# Wanting a baby but don't think it will ever happen



## moguywithmogirl (Mar 16, 2010)

My wife and I have been married over 10 years and have been together almost 12 years. All that time we have been together we never used protection. We got married in 1999 and soon after that we started talking about starting that family. Now she has had problems with her all of her life and it. She was diagnoised with CAH when she was young and she was put on steriods for most of her life. It wasn't until she was about to graduate from high school that she stopped taking the steroids. She wanted to be able to have kids. The steroids were keeping here cycles somewhat regular but it would also make it difficult for her to concieve. Well we went to a Reproductive Endochronologist in Kansas City. She of course wen through all the poking and proding after a couple of visits up there the doctor said it looked like she was ovulating and to go home and try for 6 months. Well 6 months go by and we head back up there feeling defeated the doctor runs a couple of more tests and while waiting for the results tells us to go home and keep trying. Well that was the last time we went up there. We let the subject rest for a couple of years and I bring it up again.

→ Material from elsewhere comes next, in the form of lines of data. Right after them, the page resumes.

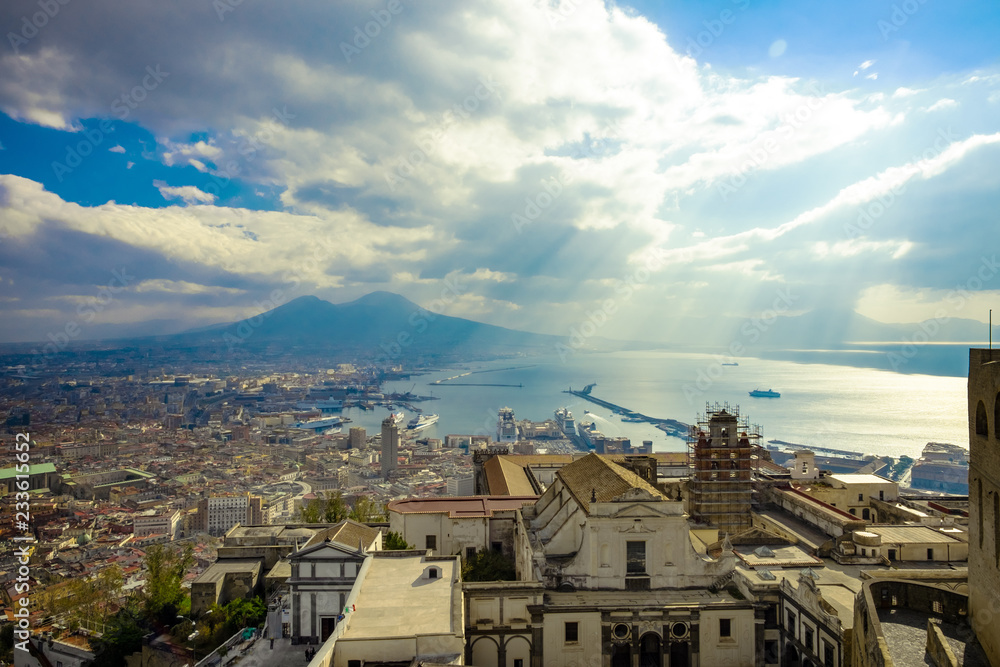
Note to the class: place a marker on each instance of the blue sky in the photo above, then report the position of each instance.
(547, 158)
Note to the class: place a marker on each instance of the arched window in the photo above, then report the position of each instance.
(996, 526)
(996, 417)
(979, 509)
(982, 425)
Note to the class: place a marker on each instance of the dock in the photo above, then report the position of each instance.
(672, 427)
(473, 384)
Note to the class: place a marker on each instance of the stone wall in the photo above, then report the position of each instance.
(984, 498)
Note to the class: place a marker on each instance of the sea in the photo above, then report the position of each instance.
(862, 410)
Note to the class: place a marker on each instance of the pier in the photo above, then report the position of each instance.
(474, 384)
(669, 426)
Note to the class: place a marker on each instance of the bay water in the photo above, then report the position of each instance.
(863, 410)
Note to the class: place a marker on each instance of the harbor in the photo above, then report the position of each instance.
(672, 427)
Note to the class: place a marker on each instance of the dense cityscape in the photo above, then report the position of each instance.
(502, 333)
(249, 487)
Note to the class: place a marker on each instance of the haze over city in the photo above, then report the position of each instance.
(171, 165)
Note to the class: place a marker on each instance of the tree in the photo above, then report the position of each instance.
(366, 510)
(331, 508)
(122, 636)
(489, 565)
(394, 541)
(165, 570)
(336, 509)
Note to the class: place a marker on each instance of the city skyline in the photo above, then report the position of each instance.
(517, 164)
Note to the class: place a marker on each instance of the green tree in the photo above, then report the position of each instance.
(330, 508)
(122, 636)
(394, 541)
(7, 643)
(336, 509)
(165, 570)
(366, 510)
(489, 565)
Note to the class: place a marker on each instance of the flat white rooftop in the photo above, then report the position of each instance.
(397, 599)
(860, 478)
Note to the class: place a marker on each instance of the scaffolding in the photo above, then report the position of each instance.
(723, 457)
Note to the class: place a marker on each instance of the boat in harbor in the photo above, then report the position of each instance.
(319, 425)
(760, 393)
(421, 422)
(323, 405)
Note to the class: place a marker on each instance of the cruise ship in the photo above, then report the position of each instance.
(758, 393)
(320, 424)
(566, 421)
(421, 422)
(322, 404)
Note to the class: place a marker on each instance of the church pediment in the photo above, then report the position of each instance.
(636, 494)
(326, 551)
(638, 511)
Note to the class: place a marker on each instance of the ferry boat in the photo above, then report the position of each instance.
(759, 393)
(422, 421)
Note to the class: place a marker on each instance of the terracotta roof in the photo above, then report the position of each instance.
(507, 478)
(597, 476)
(348, 533)
(469, 506)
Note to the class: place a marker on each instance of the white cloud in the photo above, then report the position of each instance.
(189, 194)
(941, 104)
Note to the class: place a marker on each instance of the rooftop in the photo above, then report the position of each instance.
(463, 506)
(348, 533)
(221, 568)
(860, 478)
(33, 469)
(595, 476)
(396, 599)
(910, 535)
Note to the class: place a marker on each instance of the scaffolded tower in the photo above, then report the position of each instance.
(723, 454)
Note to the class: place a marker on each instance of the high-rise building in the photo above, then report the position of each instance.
(984, 498)
(390, 446)
(506, 426)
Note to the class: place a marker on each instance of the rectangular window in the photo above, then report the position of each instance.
(827, 654)
(771, 652)
(635, 557)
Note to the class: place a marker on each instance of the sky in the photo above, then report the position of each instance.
(537, 165)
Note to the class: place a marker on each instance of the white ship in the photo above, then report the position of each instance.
(321, 404)
(422, 421)
(320, 424)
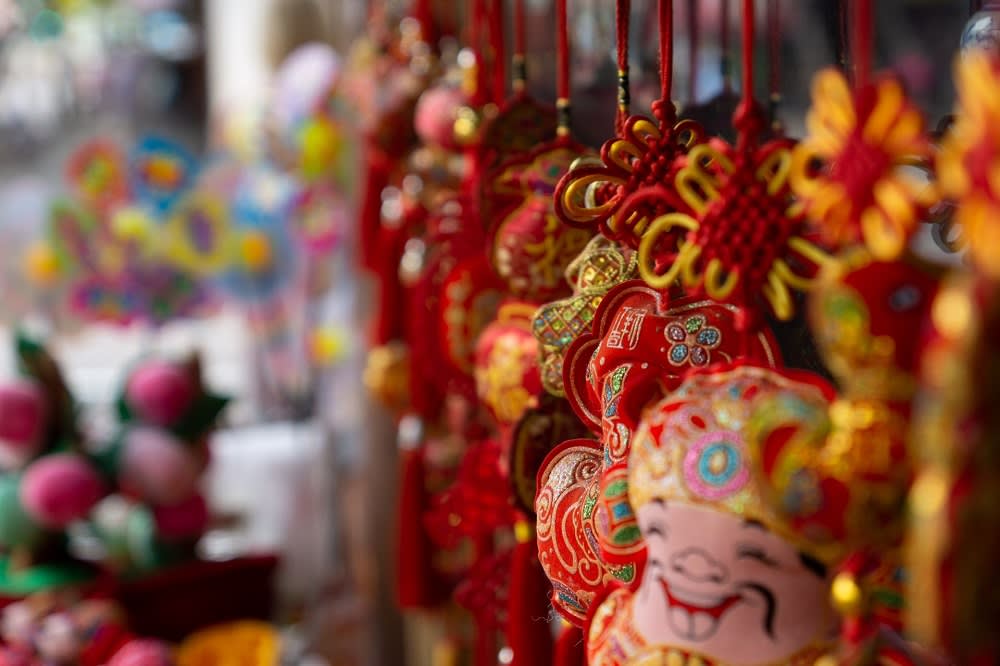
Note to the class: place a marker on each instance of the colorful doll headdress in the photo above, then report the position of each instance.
(693, 448)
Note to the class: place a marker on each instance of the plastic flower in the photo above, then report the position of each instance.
(853, 171)
(968, 165)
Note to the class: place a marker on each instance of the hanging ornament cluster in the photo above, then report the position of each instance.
(696, 394)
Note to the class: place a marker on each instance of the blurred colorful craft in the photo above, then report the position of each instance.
(161, 171)
(98, 173)
(198, 234)
(319, 216)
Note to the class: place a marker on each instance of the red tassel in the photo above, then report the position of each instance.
(417, 585)
(569, 648)
(528, 631)
(377, 172)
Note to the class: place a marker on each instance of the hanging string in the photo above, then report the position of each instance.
(726, 62)
(518, 60)
(623, 15)
(774, 64)
(842, 50)
(666, 21)
(693, 38)
(497, 50)
(861, 42)
(562, 69)
(746, 119)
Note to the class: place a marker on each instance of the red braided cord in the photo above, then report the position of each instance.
(562, 66)
(423, 12)
(774, 46)
(623, 14)
(692, 51)
(666, 20)
(862, 42)
(748, 44)
(497, 50)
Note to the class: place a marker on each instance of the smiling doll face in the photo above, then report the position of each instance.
(726, 588)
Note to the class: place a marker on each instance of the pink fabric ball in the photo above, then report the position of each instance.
(158, 467)
(22, 416)
(181, 521)
(434, 118)
(160, 392)
(61, 488)
(142, 652)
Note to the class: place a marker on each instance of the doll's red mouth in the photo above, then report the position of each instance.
(695, 616)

This time we went to an OB/GYN office that a friend of ours was going to that was going through the same problems. She runs through the standard tests again with this new doctor but this time he includes me in on the tests. I was tested and found out that I have borderline low count but they have ADHD as well, meaning that after an hour or so they slow down and start doing their own thing I guess. She tried the Clomid a few times but found out that she would never drop the egg. She tried the horomone shots that were expensive since insurance won't cover the cost of it, bastards. They will cover the cost of an abortion but not the cost for infertility, stupid SOBs. She did the first round of shots and then we did an IUI well it didn't take cuz we found out that her tubes we both clogged up. She went into the procedure to have them unclogged and they wouldn't let me in there. She said it was the most painful thing she has ever experiences. They got one tube unclogged but the other will stay clogged. Now we are having to try and time it so that the side that was unclogged will get the egg. We went through 2 more rounds and she said she was done. It was too much for her to take and I told her ok. We got a false positive one time and that almost devistated her and me at the same time. We were talking about planning for the baby's room and stuff. She goes to the doctor to comfirm and they said that it was a false positive probably from the hormone shots.

Next we looked at foster care in our area. We went through the classes that the state requires that we take before we can become foster parents. We were on the last class and on a break and we went outside and talked. The whole premis of the foster parent classes was about reunification with the parents. We both agreed that we were not in the best frame of mind to be able to put up with a parent that was cooking meth, abusing their children, molesting them, etc and have to sit across from them in a meeting to help them get their kid(s) back. We bumped into the instructor a month or two later and she asked us why we stopped so short. We told her the same thing as stated above and she respected that. I told here that the fostering program to me was about providing what is best for the child. I can't do that if I am not willing to help their parents out.

Next we looked at just all out adoption. We were reading up on it checking out different adoption agencies and seeing that it costs just as much to buy a brand new car or starter home to adopt a child. What is even worse is that in the USA if the mother of the child that she gives up for adoption wants the child back or changes her mind at the last minute there is nothing to stop her and then we are out all that money. We watch the newstories on TV about the adoption scams and that got us worried. I can understand the laws and regulations about screening potential parents. i just think that they have made it too hard and too expensive so that the only the elite can afford to adopt. I know that with the tax credits that I get from adoption plus my job helps out with the costs. The only problem is that you have to shell out the money first. When the economy took that downturn, my wife quit her job cuz it was physical making her sick cuz her boss was the biggest prick on the planet. She tried a couple of other jobs out for a short time but the employeers and her I guess didn't mesh well so they let her go. Now we are facing a bankruptcy because of the income difference. It is like that God has it out to get us or something. I see all the babies being born to those that are druggies, lowlifes, criminials that could give two sh*ts about their kids. We just want one and we can't have it. I want a baby where I can lay down and have them on my chest and watch them sleep. I want a child that I can teach the things that my father taught me. i remember holding my nephew for hours when he was a baby and I want that back so bad. I want to know that the child is ours. Seeing this happen to us has made me lose any religon that I once had. Any faith that I had in God is all but gone because he lets those that don't deserve the children have them while he lets us suffer. If that makes me selfish then so be it.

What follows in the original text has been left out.